Database access in pygrametl is done through either a PEP 249 connection if CPython is used, or with a JDBC connection when pygrametl is running on Jython. pygrametl provides multiple abstractions on top of these connections and direct usage of these to manipulate the database should generally not be necessary. As an abstraction for database rows Python’s dict type is used, where the keys the names of the columns in the table and the values are the data stored in that row.

Connection Wrappers

Multiple connection wrappers are provided by the pygrametl framework to allow PEP 249 connections and JDBC connections to be used uniformly, and to allow multiple threads and process to use the connection safely. In addition, the connection wrappers for PEP 249 connections also automatically convert from the pyformat parameter style used by pygrametl to any of the other parameter styles defined in PEP 249#paramstyle. To simplify the use of database connections, the first connection wrapper created is set as the default. The default connection wrapper can be used by abstractions such as tables.FactTable and tables.Dimension without the user having to pass the connection wrapper to them explicitly. If another database connection should be used, for example, if data is read from one database and written to another, a specific connection can be explicitly passed as an argument to all pygrametl abstractions that can read to and/or write from a database.

ConnectionWrapper and JDBCConnectionWrapper.JDBCConnectionWrapper are the two main connection wrappers provided by pygrametl. The interface provided by these two classes is just an abstraction on top of database operations, and provides methods, among others, for executing statements, iterating over returned rows, and committing transactions. Note however that these connection wrappers cannot be used by multiple threads or processes in parallel. To ensure that database access is performed correctly in a parallel ETL program without burdening the user with the task, the class parallel.SharedConnectionWrapperClient is provided. This class can be created from an existing connection wrapper using the function parallel.shareconnectionwrapper(). Each separate process can then be given a unique copy of the shared connection to access the database safely in parallel. For more information about the parallel capabilities of pygrametl see Parallel.
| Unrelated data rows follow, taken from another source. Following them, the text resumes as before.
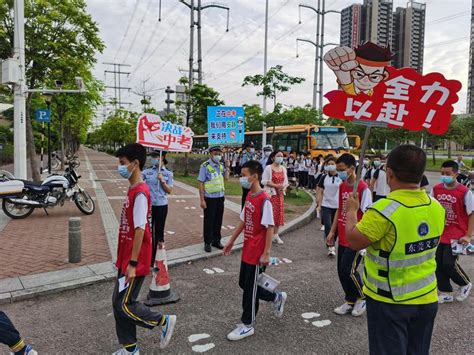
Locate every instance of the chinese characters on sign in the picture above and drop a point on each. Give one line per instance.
(373, 91)
(153, 132)
(225, 125)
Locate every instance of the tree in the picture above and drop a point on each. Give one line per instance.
(274, 82)
(61, 39)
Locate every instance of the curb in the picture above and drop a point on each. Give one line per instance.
(31, 286)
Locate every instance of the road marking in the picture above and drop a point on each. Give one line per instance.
(321, 323)
(195, 337)
(309, 315)
(203, 348)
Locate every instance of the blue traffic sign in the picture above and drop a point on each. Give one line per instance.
(43, 115)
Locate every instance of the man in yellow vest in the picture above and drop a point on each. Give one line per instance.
(401, 233)
(211, 193)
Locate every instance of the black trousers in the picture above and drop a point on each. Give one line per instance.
(129, 313)
(245, 192)
(347, 262)
(327, 217)
(9, 335)
(213, 216)
(252, 292)
(400, 329)
(158, 220)
(448, 269)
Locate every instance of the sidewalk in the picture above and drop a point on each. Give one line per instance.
(47, 269)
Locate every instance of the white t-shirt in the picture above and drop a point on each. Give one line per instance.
(330, 185)
(267, 214)
(381, 186)
(468, 201)
(140, 212)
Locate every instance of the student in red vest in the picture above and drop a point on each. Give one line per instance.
(348, 259)
(256, 221)
(458, 202)
(134, 257)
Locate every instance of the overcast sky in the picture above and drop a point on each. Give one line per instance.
(133, 35)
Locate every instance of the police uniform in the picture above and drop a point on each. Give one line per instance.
(159, 202)
(211, 174)
(399, 274)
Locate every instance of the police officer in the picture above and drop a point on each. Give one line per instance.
(211, 192)
(160, 183)
(401, 234)
(267, 150)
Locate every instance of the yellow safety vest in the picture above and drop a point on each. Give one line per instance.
(216, 184)
(407, 271)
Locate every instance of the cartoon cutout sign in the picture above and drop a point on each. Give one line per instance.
(164, 135)
(372, 91)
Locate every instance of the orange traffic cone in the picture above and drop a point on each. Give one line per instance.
(160, 288)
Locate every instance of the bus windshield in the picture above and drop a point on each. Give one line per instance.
(330, 138)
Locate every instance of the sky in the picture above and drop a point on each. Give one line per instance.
(158, 50)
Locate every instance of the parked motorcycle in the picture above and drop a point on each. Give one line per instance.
(21, 197)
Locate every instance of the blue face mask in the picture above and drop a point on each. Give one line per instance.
(447, 179)
(123, 171)
(244, 182)
(342, 175)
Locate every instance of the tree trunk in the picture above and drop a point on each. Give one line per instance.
(30, 143)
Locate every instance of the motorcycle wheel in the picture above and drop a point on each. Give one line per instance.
(85, 203)
(16, 211)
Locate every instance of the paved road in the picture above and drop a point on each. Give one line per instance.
(81, 321)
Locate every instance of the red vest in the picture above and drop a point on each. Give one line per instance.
(254, 232)
(457, 219)
(344, 190)
(127, 234)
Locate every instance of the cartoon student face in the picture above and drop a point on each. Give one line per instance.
(359, 70)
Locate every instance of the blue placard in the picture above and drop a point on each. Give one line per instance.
(225, 125)
(43, 115)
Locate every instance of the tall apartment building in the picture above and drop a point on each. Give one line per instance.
(375, 21)
(470, 80)
(409, 36)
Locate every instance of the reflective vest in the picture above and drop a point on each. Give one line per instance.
(216, 183)
(407, 271)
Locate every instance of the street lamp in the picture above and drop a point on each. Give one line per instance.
(47, 99)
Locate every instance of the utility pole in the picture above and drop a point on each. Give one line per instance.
(265, 57)
(117, 72)
(19, 122)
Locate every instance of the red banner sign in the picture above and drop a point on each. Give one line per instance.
(404, 99)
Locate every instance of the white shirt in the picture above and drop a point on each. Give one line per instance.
(140, 212)
(468, 201)
(330, 186)
(267, 214)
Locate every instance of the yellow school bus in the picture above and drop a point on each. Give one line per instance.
(318, 140)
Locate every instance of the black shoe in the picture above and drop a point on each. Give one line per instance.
(218, 245)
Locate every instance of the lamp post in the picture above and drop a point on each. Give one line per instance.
(48, 98)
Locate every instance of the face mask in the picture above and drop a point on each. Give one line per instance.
(342, 175)
(447, 179)
(123, 171)
(244, 182)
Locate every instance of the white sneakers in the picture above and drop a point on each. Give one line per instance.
(464, 292)
(242, 331)
(276, 239)
(445, 298)
(356, 310)
(331, 251)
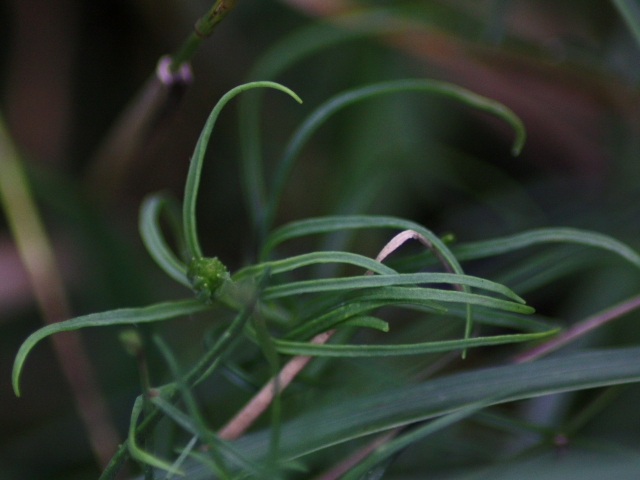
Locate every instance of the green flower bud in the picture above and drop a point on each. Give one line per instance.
(206, 276)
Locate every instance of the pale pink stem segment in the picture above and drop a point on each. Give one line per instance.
(259, 403)
(579, 329)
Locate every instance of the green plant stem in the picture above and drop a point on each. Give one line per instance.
(204, 27)
(38, 257)
(159, 96)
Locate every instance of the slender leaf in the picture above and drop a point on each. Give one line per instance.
(298, 261)
(396, 445)
(283, 54)
(195, 168)
(229, 450)
(139, 454)
(154, 240)
(322, 113)
(153, 313)
(396, 406)
(349, 283)
(331, 350)
(498, 246)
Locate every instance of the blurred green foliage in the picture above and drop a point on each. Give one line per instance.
(568, 68)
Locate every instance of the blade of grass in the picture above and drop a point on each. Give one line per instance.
(38, 257)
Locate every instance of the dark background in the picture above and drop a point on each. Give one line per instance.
(568, 68)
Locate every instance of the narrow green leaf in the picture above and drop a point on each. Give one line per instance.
(306, 259)
(408, 294)
(139, 454)
(498, 246)
(396, 445)
(332, 350)
(347, 308)
(322, 113)
(334, 223)
(154, 240)
(282, 55)
(195, 168)
(348, 283)
(153, 313)
(367, 322)
(194, 413)
(396, 406)
(227, 448)
(329, 224)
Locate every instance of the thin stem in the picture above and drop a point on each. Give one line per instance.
(259, 403)
(37, 254)
(163, 90)
(205, 367)
(203, 28)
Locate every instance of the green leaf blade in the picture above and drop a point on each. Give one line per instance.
(153, 313)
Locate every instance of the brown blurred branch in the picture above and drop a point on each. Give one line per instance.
(39, 259)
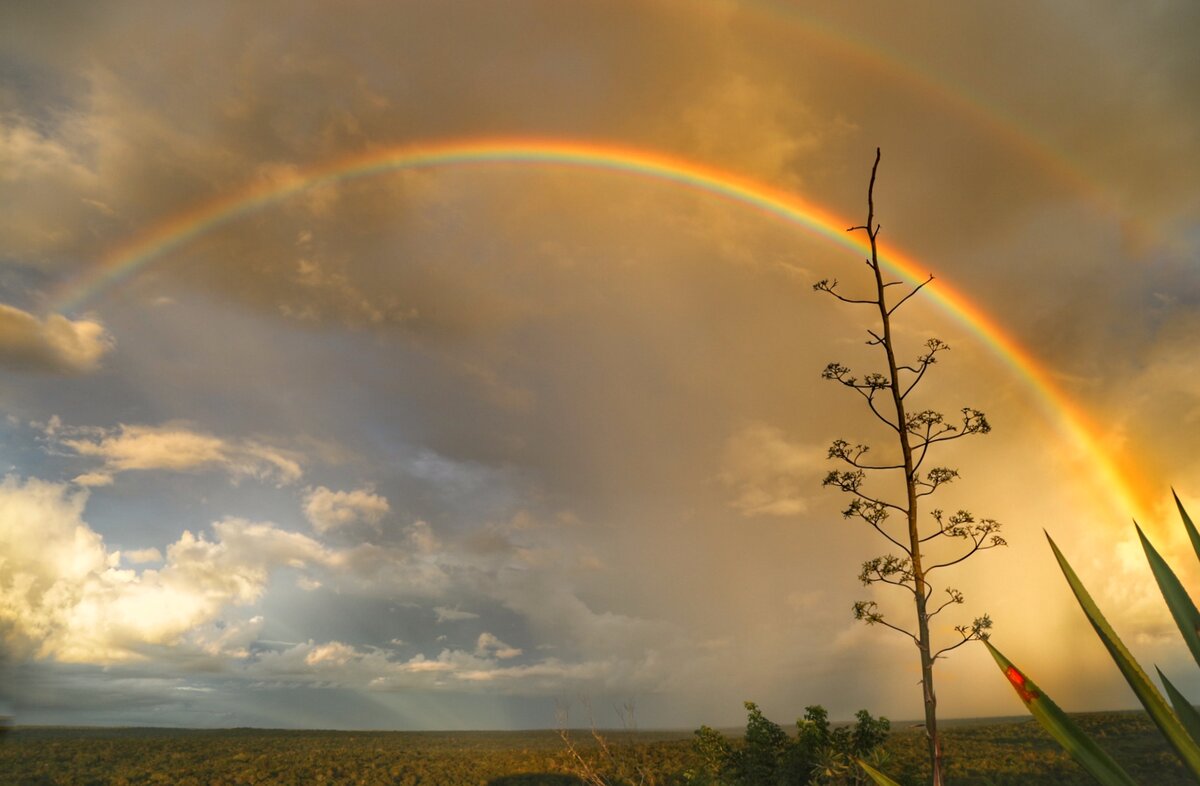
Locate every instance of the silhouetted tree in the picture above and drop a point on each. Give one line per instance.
(769, 756)
(913, 433)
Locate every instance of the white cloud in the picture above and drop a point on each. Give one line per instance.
(54, 343)
(328, 510)
(490, 645)
(768, 474)
(142, 556)
(453, 615)
(64, 595)
(174, 447)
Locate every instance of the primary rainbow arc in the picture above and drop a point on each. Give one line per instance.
(153, 245)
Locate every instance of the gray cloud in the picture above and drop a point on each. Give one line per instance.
(54, 345)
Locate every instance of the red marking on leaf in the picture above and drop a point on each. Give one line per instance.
(1018, 679)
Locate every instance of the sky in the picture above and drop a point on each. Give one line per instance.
(409, 365)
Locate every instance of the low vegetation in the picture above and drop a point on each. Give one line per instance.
(977, 754)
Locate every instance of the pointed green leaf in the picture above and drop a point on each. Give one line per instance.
(1188, 714)
(1177, 599)
(876, 775)
(1060, 726)
(1193, 535)
(1159, 712)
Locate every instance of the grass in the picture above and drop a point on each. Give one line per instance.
(979, 753)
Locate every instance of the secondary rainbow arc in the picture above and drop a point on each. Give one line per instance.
(125, 261)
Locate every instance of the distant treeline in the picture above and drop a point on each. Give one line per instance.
(982, 754)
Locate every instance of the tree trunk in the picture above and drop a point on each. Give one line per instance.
(919, 587)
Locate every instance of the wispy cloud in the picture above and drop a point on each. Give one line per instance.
(174, 448)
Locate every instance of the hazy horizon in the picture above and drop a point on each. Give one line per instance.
(431, 364)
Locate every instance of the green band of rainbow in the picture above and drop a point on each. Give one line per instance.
(172, 233)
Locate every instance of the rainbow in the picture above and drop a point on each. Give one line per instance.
(958, 99)
(156, 243)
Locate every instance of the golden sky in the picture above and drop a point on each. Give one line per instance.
(442, 445)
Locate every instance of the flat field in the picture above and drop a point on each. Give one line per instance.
(983, 753)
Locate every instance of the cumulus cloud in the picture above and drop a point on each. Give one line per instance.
(328, 510)
(175, 447)
(65, 597)
(453, 615)
(489, 645)
(451, 669)
(53, 345)
(768, 474)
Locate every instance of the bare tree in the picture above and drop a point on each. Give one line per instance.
(913, 433)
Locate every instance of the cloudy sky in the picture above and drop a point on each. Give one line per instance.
(444, 447)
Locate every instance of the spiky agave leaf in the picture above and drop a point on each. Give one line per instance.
(1177, 599)
(876, 775)
(1083, 748)
(1193, 535)
(1159, 712)
(1183, 708)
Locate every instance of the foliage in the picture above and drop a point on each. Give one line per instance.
(1177, 720)
(978, 754)
(913, 435)
(817, 754)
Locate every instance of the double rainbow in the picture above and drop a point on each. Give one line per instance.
(126, 261)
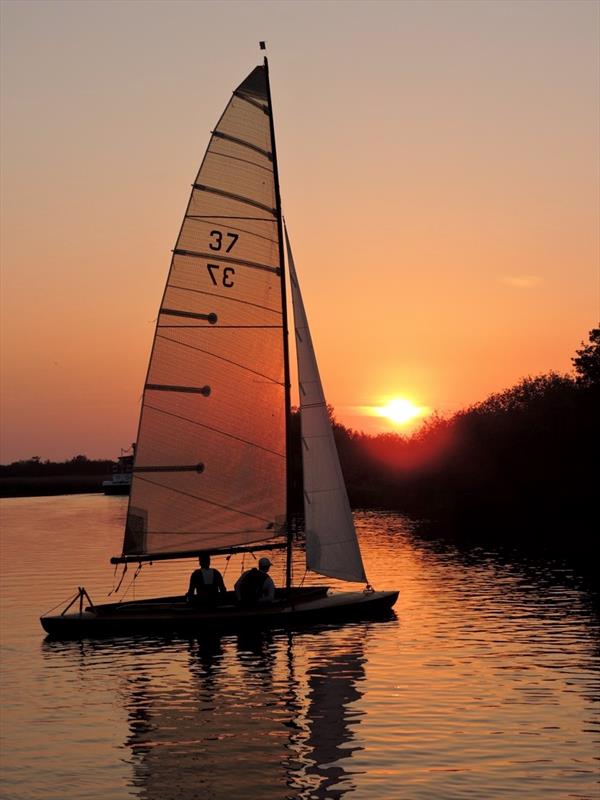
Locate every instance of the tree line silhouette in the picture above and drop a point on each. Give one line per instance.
(523, 459)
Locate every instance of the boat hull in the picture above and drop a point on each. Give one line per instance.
(173, 615)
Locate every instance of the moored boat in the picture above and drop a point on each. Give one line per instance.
(212, 471)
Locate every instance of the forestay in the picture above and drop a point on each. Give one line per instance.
(210, 460)
(331, 544)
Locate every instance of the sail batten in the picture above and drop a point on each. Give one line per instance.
(210, 469)
(331, 545)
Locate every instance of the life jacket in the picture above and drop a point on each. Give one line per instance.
(251, 585)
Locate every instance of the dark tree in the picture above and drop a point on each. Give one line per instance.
(587, 361)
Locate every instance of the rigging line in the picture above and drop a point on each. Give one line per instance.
(238, 198)
(243, 160)
(229, 259)
(216, 327)
(203, 499)
(198, 217)
(224, 297)
(256, 543)
(215, 430)
(222, 358)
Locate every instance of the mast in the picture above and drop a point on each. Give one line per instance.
(286, 352)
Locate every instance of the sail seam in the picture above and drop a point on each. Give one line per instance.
(203, 499)
(252, 102)
(224, 297)
(221, 358)
(242, 160)
(232, 196)
(216, 327)
(242, 262)
(161, 387)
(243, 143)
(173, 312)
(215, 430)
(230, 216)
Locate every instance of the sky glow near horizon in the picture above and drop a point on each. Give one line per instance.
(439, 173)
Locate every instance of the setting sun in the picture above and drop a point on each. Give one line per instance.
(401, 411)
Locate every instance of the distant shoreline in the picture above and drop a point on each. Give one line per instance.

Experimental Connection Wrappers

pygrametl also provides two very experimental connection wrappers: BackgroundConnectionWrapper and JDBCConnectionWrapper.BackgroundJDBCConnectionWrapper. They are provided as alternatives to ConnectionWrapper and JDBCConnectionWrapper.JDBCConnectionWrapper and perform the database operations in a separate thread instead of the same thread as the ETL program. As they are considered experimental, they are not set as default upon creation, and must thus manually be set as the default with the method setasdefault(), available on all connection wrappers, or be manually passed around the program.

For most usage the classes ConnectionWrapper and JDBCConnectionWrapper.JDBCConnectionWrapper will likely provide better performance compared to the background versions. Furthermore, a connection wrapper used in a parallel ETL program should always be wrapped using parallel.shareconnectionwrapper() to ensure safe parallel database access, which itself runs the connection wrapper in a separate process or thread depending on the implementation. As the two implementations are very similar and provide an identical interface, either set of implementations might be removed in a future release.